Iniciativa conjunta para o São João baiano
A União dos Municípios da Bahia (UPB) acompanhou, nesta segunda-feira (2), a assinatura de uma nota técnica com orientações dirigidas aos municípios baianos sobre as contratações artísticas e outras despesas relacionadas aos festejos de São João. O documento, que foi elaborado pelo Ministério Público do Estado da Bahia (MPBA), pelo Tribunal de Contas do Estado da Bahia (TCE) e pelo Tribunal de Contas dos Municípios do Estado da Bahia (TCM), resultou de um pedido da UPB. A proposta sugere a adoção de critérios que visam conter a elevação dos gastos públicos com as festividades, preservando a autonomia dos municípios e garantindo mais segurança jurídica aos gestores. Entre os parâmetros sugeridos, destaca-se a recomendação de que nenhum município gaste mais do que o valor investido no ano anterior, acrescido da inflação medida pelo IPCA, o mesmo critério a ser utilizado na contratação de artistas.
No evento realizado na sede do Ministério Público, em Salvador, o presidente da UPB, Wilson Cardoso, expressou sua gratidão pelo apoio dos órgãos de controle, que buscam uma solução conjunta para o desafio enfrentado pelos prefeitos diante dos aumentos excessivos nos cachês das bandas. Cardoso enfatizou que essa ação conta com a adesão dos 417 municípios baianos e promove uma união no Nordeste. “Hoje, chegamos a este momento com uma adesão muito forte de todas as associações de municípios do Nordeste. Isso fortalece nossa cultura regional, valorizando os artistas locais. Existe uma satisfação dos prefeitos nessa parceria com o MP, TCM e TCE, e essa nota técnica será seguida à risca pelos 417 municípios. Estamos trabalhando para que a Bahia tenha festas boas e com responsabilidade com o dinheiro público”, afirmou o presidente da UPB.
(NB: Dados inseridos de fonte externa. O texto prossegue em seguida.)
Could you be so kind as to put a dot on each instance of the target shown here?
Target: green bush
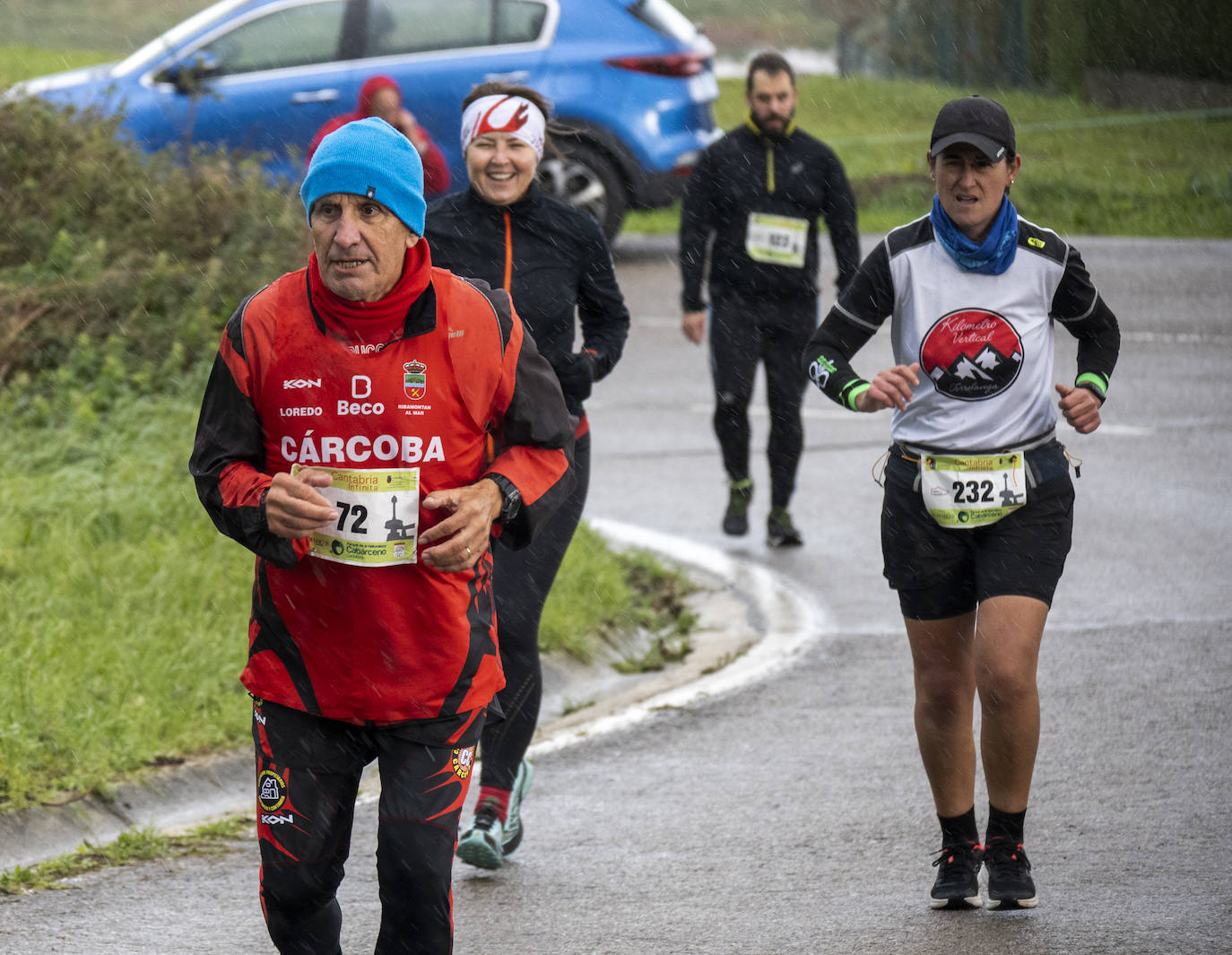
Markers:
(122, 610)
(122, 266)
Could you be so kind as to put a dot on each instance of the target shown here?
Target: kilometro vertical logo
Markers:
(971, 354)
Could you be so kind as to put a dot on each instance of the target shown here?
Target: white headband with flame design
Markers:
(499, 114)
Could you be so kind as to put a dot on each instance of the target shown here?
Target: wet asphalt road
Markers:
(793, 816)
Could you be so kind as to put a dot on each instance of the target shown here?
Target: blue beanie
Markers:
(372, 159)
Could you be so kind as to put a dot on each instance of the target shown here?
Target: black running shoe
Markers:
(735, 517)
(1009, 875)
(780, 531)
(958, 876)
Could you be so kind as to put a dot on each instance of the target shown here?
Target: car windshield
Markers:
(177, 35)
(659, 15)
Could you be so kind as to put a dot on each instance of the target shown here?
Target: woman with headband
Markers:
(554, 263)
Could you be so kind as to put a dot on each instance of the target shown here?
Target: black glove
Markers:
(577, 375)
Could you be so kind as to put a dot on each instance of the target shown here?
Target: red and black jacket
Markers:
(376, 644)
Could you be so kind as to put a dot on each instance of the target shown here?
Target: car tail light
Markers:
(663, 65)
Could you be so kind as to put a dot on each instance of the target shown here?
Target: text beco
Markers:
(358, 448)
(345, 407)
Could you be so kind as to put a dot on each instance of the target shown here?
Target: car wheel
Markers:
(586, 178)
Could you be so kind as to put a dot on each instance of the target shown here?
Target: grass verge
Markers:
(125, 612)
(137, 846)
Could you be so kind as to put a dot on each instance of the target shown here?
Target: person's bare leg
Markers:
(1005, 652)
(945, 691)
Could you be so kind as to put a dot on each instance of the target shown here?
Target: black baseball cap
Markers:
(978, 121)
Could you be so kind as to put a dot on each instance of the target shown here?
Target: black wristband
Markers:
(510, 498)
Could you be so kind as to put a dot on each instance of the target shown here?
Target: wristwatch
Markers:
(510, 498)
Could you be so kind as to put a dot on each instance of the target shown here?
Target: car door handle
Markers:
(514, 78)
(315, 96)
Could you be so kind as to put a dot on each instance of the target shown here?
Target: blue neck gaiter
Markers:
(994, 256)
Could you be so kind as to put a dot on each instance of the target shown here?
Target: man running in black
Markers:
(758, 191)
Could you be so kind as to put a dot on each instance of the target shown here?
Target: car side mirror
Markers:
(190, 73)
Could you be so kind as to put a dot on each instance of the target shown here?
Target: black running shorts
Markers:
(944, 572)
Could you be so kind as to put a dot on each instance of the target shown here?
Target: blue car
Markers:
(632, 79)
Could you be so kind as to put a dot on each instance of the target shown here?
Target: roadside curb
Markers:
(751, 621)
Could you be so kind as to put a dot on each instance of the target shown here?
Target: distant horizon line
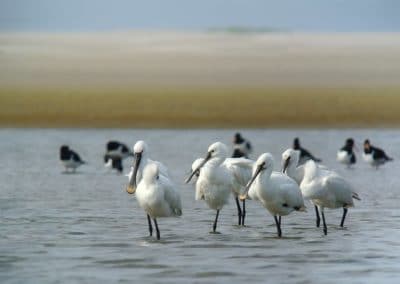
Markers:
(228, 30)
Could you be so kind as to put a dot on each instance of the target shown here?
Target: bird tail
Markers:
(355, 196)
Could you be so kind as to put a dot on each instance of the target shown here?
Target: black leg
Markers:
(157, 230)
(317, 215)
(243, 211)
(343, 217)
(215, 222)
(150, 226)
(323, 222)
(278, 226)
(239, 211)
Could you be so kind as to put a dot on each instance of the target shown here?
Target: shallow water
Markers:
(84, 227)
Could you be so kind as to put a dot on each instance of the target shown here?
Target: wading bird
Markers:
(214, 183)
(277, 192)
(326, 189)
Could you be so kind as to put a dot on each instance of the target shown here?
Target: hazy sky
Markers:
(297, 15)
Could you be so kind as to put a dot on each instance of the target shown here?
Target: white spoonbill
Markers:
(157, 195)
(277, 192)
(140, 154)
(326, 189)
(214, 183)
(290, 160)
(240, 169)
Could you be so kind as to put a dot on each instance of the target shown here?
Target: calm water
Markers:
(85, 228)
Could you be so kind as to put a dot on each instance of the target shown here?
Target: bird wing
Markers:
(240, 168)
(161, 167)
(172, 196)
(75, 156)
(339, 188)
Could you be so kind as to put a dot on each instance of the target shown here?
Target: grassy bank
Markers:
(200, 107)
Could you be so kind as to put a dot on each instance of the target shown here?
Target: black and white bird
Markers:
(346, 154)
(70, 159)
(305, 155)
(116, 152)
(241, 147)
(374, 155)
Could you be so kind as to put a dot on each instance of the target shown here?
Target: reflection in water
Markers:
(85, 228)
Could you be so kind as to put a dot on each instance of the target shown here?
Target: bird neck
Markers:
(310, 170)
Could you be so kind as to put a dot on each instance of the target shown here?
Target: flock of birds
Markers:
(217, 176)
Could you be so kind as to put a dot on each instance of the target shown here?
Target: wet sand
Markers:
(181, 80)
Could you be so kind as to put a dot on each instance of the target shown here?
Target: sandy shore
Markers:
(169, 79)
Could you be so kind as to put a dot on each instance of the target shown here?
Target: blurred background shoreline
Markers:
(171, 79)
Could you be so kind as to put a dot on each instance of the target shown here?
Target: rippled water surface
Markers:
(84, 227)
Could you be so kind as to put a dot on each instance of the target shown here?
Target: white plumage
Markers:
(155, 192)
(141, 159)
(214, 183)
(277, 192)
(157, 195)
(326, 189)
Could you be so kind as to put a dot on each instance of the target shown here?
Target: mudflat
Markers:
(200, 79)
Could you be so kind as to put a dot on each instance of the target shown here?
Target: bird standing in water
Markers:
(305, 155)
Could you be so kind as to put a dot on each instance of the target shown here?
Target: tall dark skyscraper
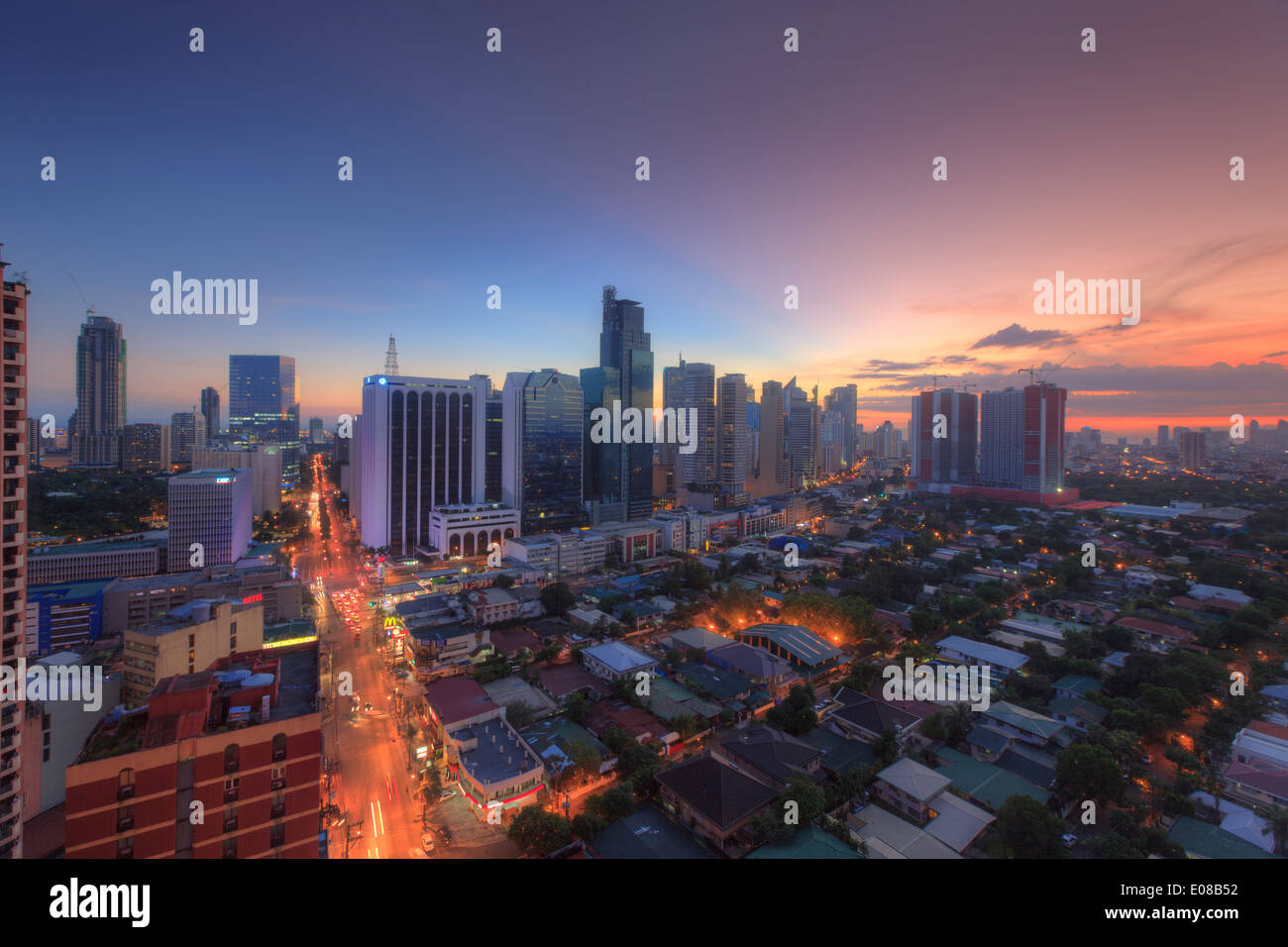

Compromisso com a austeridade e a tradição
O procurador-geral de Justiça do Estado da Bahia, Pedro Maia, destacou a inovação da iniciativa, elogiando a postura dos prefeitos em buscar apoio dos órgãos de controle. Ele afirmou que a Bahia serve como exemplo para o Brasil, reunindo os municípios de todo o Nordeste para que os investimentos nas festividades juninas sejam realizados de maneira planejada, equilibrada e sem comprometer a saúde financeira das prefeituras. “É importante que o cidadão compreenda que gerir o município é fazer escolhas, e os prefeitos da Bahia fazem uma escolha pela austeridade, pelo bom destino do gasto público, sem abrir mão daquela que é a maior tradição da Bahia e do Nordeste, que é o São João”, ressaltou Maia.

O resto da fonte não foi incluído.